Memories of Hemel Hempstead
By Eleanor Halstead
We came to Leverstock Green in 1973 after living in Central and South Africa for 20 years.
With hindsight, it was not a particularly good time to be resettling in the U.K. industrial disputes and very uncertain delivery dates for our furniture. We had to furnish the house from top to bottom and we had to wait for many weeks for some of the furniture, only the beds and carpets arrived on time.
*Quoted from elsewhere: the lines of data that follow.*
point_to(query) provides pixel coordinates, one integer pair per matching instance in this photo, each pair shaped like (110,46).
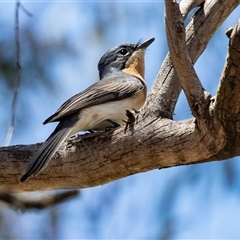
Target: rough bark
(154,140)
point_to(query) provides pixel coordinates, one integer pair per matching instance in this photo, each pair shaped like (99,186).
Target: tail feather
(46,151)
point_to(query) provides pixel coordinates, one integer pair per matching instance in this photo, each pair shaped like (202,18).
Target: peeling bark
(154,141)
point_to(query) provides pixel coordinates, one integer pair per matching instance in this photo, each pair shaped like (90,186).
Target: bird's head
(128,58)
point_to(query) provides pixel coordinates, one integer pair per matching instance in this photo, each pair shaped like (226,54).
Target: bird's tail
(47,150)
For most of the next year, my daughter and I had the house to ourselves, my husband was back in Johannesburg working out his contract. My two boys were at school in Cumbria and came back for the holidays, although our house was in Leverstock Green, it was just into the St. Albans District, so our dustmen came from there, and we had to vote there. I to know my neighbours very well, but on the whole found people in the village not particularly friendly, what a difference we found when we moved to Bovingdon 6 years later.
There was a good Church of England Primary School in Pancake Lane, but within 10 years half the playground had been sold and some executive houses were built on the site. Later on the school itself was closed and more homes built. This was all to the dismay of the parents, whose children had to be relocated to the school in Green Lane.
Along Westwick Lane, there was a cottage (and still is) called King Charles Cottage, but I was told that the house does not date back as far back as that in English History.
In Hemel, the pedestrian bridge spanned the Marlowes, between Sainsburys and Tesco to TimothyWhites across the road from there,
W.H. Smiths further down on the corner of Selden Hill. The B.P. building was situated across Marlowes but did not seem to be in a very healthy state.
Moor End Roundabout
I remember the morning the magic roundabout was opened to traffic, huge queues on every approach road; it took us over an hour to drive from Leverstock Green to the railway station.
In Leverstock Green, along the St. Albans Road there is a tiny building, which is situated in the garden of a modern house. It must be the oldest building in the neighbourhood, but I cannot remember if it was a pub or a cottage. There was brick making in the area, hence Tile Kiln Lane, however, this is as far as my knowledge of Leverstock Green goes.